River cruising is different to canal cruising. There are sandbanks and shallows lurking beneath the surface which mean the cruising channel can meander from bank to bank. The outer curve is usually deeper than the inner curve because of the natural erosion. The Boating Association publishes the Trent Cruising guides, an absolute must, for safe navigation. The cruising line is overlaid in red and useful information is highlighted.  River locks are operated by lock keepers and known as pens. So we ask to “pen” up or down. These locks are huge, hold a whole marinas worth of boats. This was Stoke Lock and besides us on the left, there were 2 wide beams 2 cruisers and another 2 narrowboats.

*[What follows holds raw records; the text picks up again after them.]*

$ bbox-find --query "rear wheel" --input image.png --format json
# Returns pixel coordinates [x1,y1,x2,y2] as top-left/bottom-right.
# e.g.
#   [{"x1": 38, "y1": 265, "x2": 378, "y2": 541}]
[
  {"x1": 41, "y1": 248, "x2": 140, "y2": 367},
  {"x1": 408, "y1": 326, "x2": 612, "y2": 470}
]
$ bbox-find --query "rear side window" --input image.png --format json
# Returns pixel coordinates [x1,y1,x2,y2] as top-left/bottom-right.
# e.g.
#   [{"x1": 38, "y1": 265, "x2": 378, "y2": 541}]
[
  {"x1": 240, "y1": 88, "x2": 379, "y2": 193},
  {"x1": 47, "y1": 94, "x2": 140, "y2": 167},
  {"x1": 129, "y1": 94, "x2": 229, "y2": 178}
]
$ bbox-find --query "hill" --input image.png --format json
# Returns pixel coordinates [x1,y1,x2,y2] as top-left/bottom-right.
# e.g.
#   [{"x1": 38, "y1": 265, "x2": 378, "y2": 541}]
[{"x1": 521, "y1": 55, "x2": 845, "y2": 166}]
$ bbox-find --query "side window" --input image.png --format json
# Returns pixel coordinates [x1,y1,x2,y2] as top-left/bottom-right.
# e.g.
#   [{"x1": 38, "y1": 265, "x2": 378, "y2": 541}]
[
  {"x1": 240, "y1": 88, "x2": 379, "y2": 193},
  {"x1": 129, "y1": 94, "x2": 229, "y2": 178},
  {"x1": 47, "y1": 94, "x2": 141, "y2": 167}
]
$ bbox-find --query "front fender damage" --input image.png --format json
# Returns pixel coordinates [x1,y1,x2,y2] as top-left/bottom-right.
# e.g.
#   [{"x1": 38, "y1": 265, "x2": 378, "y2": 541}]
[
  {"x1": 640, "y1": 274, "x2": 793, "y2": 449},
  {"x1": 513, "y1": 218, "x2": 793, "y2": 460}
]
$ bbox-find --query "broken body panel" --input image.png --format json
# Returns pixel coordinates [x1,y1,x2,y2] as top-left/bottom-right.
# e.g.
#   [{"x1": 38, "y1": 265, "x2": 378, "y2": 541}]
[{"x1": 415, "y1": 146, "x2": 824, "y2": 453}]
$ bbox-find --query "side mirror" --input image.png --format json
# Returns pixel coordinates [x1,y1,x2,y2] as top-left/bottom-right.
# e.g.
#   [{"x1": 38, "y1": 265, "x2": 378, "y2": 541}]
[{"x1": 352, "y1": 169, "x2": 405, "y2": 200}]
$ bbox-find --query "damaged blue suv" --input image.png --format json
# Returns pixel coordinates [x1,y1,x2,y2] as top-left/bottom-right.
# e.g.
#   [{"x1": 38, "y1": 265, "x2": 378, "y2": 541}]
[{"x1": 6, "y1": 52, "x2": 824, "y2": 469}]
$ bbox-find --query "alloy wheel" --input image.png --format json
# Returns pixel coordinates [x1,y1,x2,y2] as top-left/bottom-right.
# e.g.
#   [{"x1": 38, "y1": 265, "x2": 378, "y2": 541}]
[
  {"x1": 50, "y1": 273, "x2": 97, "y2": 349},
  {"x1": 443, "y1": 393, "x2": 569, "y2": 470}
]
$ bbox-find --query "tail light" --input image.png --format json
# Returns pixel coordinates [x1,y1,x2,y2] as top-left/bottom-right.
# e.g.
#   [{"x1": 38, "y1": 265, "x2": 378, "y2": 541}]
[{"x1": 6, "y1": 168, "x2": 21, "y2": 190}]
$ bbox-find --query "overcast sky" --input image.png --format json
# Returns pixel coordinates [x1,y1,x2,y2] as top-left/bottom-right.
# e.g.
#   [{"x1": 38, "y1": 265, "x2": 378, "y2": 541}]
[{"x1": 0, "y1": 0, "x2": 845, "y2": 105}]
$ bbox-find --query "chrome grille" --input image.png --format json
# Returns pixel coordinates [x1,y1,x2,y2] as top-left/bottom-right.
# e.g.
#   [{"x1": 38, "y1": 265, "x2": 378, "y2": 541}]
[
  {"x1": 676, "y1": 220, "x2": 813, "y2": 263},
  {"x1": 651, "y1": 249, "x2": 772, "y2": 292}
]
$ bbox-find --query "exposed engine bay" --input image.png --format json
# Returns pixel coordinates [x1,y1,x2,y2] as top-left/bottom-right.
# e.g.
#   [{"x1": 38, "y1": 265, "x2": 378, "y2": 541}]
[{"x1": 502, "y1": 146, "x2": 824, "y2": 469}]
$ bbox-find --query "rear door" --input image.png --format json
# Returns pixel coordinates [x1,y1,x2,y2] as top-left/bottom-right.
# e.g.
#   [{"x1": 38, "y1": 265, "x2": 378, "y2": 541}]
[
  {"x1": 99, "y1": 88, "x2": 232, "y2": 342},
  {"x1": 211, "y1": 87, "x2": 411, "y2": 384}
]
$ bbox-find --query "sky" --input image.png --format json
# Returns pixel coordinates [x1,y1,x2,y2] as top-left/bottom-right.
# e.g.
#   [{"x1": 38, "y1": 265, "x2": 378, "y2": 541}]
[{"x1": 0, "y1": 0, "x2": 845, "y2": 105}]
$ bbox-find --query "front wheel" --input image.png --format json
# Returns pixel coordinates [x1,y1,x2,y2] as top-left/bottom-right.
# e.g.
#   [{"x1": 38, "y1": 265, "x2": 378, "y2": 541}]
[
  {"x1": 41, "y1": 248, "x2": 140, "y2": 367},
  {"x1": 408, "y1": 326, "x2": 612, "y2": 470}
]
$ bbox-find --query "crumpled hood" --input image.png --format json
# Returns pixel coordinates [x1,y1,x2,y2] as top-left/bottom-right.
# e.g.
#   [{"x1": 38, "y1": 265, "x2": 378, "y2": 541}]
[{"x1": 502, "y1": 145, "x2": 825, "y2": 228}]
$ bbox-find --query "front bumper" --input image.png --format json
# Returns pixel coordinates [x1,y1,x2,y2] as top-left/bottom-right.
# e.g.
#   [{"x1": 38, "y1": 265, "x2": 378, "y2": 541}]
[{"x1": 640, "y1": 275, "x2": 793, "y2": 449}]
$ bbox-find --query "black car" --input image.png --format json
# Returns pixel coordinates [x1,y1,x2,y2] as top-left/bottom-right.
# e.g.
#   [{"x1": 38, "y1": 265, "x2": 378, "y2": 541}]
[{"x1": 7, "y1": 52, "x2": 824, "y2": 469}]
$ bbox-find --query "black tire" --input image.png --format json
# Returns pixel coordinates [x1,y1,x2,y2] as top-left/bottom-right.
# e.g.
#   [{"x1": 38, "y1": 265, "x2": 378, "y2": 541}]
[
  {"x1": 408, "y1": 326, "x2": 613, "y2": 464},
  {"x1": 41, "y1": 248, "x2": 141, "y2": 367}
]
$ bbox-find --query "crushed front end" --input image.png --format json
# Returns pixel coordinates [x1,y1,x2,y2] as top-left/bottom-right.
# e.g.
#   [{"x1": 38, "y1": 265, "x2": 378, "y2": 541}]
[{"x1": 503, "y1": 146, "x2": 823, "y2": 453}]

Having sorted our radio out. Eric also had to connect an appropriate navigation light. Boats travelling on tidal waters, including tidal sections of rivers, boats need to be seen in all conditions to avoid collision. The COLREG rules state that for a boat our length means having a mast headlight visable for 3 nautical miles, red port and green starboard side lights and white stern light visable for 2 nautical miles. (Disclaimer, there are more regulations and criteria than I have listed here) The logic being that although we might not choose to travel at night, tide times might make it necessary to be on the water at dawn, dusk or in poor conditions. A lot of narrowboaters simply choose not to venture into this territory, we’ve decided to explore as much of the system as practical so we’ve done our best to rig up a temporary mast. One day it will be sturdier and taller, but as we know we’re only going to be doing the very first section of tidal water between Cromwell and Torksey in very calm conditions it will surfice for now. Added to which, the river has so many bends chances are we can’t be seen in full daylight beyond half a mile so we’re happy.

Nudging up to Newark

Oops apologies for being AWOL for a few weeks. But don’t worry I didn’t sneakily take Firecrest joyriding down the rapids and we haven’t sunk like John thought; just busy enjoying ourselves. So I’m going to skip through the past few weeks with just a few photos until I’ve caught up with myself. We’ve been travelling downstream from Nottingham to Newark.This rather non descript side arm besides the Nottingham EA building is actually the lock entrance onto the Grantham canal.  At this point it doesn’t go beyond the the length of the lock, but work is on going to restore the whole navigation. And if and when it does open we’ll certainly be back to explore. One of the drawbacks of big river cruising is the lack of pedestrian bridges, this is Radcliffe rail bridge, with 4 cruisers hurtling towards us. We’ve come to the conclusion that cruisers generally hunt in packs and their challenge is to get from one lock to the next as quickly as possible. Pootling, obviously isn’t in their vocabulary. Having said that, it isn’t a criticism, because if we had lived beside the Trent we might have had a cruiser,  a narrowboat is not the obvious or most appropriate form of river transport, just as we don’t think cruisers are the ideal for canal cruising. We’re finding the scenery along the river quite different to the canals, beach life is the thing.And in some sections, desert life seems the current norm. River levels are low but at least cruising hasn’t been restricted because of lack of rain, like some sections of the Leeds and Liverpool canal. Actually despite us hitting 30 degrees some days, we’ve had the benefit of a few heavy downpours and quite a few cloudy days. On the whole though, the weather has been fantastic cruising weather.